Bueno pues, un presidente encadenado a una falsa legitimidad (otorgada por las encuestas que contrata) puede creer que todo marcha muy bien en materia económica, o que esta no afectaría su popularidad. Y estaría muy equivocado. Puede pretender que dos años pasan volando o que ceder (por aquí y por allí) jugando a inflar gastos y optando por un nuevo engaño previsional al estilo argentino, le daría el aire que necesita. Es decir, que un discurso repleto de cesiones y regalitos será suficiente. Que nadie se quejaría. Pero la realidad sería drásticamente diferente.
La gente ya sabe que el Gobierno peruano ya ha desvalijado jubilaciones en los ochenta, que su empleo y el de sus hijos no volverá, que —gracias a las regulaciones que el Gobierno no toca— pagamos en nuestros hogares el doble por la electricidad que consumimos, o que hoy crear una empresa con todas las de la ley implica una quimera de vida corta. Esto gracias al déficit de infraestructura y los abultados impuestos y regulaciones que los ministros incrementan semana tras semana.
El presidente podría descubrir que horas después del cierre de los Juegos Panamericanos sus mismos socios de izquierda —dentro y fuera del gabinete— lo abandonarán con cierto entusiasmo. Que apenas estará caminando en el tercer trimestre de este año y la recesión ya sería difícil de esconder. Que la impopularidad de su ignoto ministro de Economía y del directorio del Banco Central de Reserva explotará dentro de un gabinete como el actual, esclavo de ideas mercantilistas y socialistas.

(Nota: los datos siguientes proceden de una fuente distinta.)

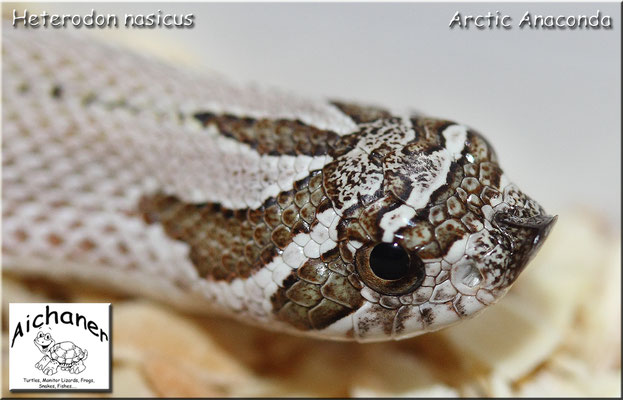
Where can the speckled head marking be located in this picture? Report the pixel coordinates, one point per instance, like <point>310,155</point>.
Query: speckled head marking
<point>322,218</point>
<point>411,227</point>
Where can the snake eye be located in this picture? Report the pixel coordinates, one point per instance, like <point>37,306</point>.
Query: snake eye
<point>389,269</point>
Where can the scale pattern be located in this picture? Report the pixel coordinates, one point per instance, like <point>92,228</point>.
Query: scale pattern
<point>262,205</point>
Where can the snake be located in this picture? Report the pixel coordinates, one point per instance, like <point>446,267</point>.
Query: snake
<point>319,217</point>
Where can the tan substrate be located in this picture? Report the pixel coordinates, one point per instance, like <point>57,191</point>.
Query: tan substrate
<point>556,333</point>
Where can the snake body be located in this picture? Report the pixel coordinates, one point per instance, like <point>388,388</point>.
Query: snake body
<point>316,217</point>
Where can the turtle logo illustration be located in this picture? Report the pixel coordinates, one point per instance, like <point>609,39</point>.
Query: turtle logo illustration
<point>65,355</point>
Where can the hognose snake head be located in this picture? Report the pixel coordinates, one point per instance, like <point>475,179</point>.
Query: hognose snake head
<point>432,228</point>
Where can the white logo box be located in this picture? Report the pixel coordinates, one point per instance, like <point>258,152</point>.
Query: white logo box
<point>59,346</point>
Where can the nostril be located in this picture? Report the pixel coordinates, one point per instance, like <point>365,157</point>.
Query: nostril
<point>471,276</point>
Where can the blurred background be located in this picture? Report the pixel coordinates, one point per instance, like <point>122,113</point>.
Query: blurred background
<point>550,103</point>
<point>548,100</point>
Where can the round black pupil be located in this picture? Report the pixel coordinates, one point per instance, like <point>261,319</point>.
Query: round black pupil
<point>389,261</point>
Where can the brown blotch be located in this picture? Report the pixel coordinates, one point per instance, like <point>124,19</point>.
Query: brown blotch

El presidente se acordará entonces de la oportunidad perdida estas Fiestas Patrias. Y será más consciente de la aciaga diferencia entre lo que debió y lo que pudo hacer.
Hoy nadie le puede predecir cuál será su suerte al dejar el sillón de Pizarro, en medio de los inagotables escándalos de corrupción (con delaciones incluidas) y en manos de un aparato judicial dirigido. Lo que resulta fácil de anticipar será su oscuro lugar en los libros de historia. Si, como todo parece indicar, se queda inmóvil apostando a cambiarlo todo —incluyendo el régimen económico de la Constitución— para que nada cambie.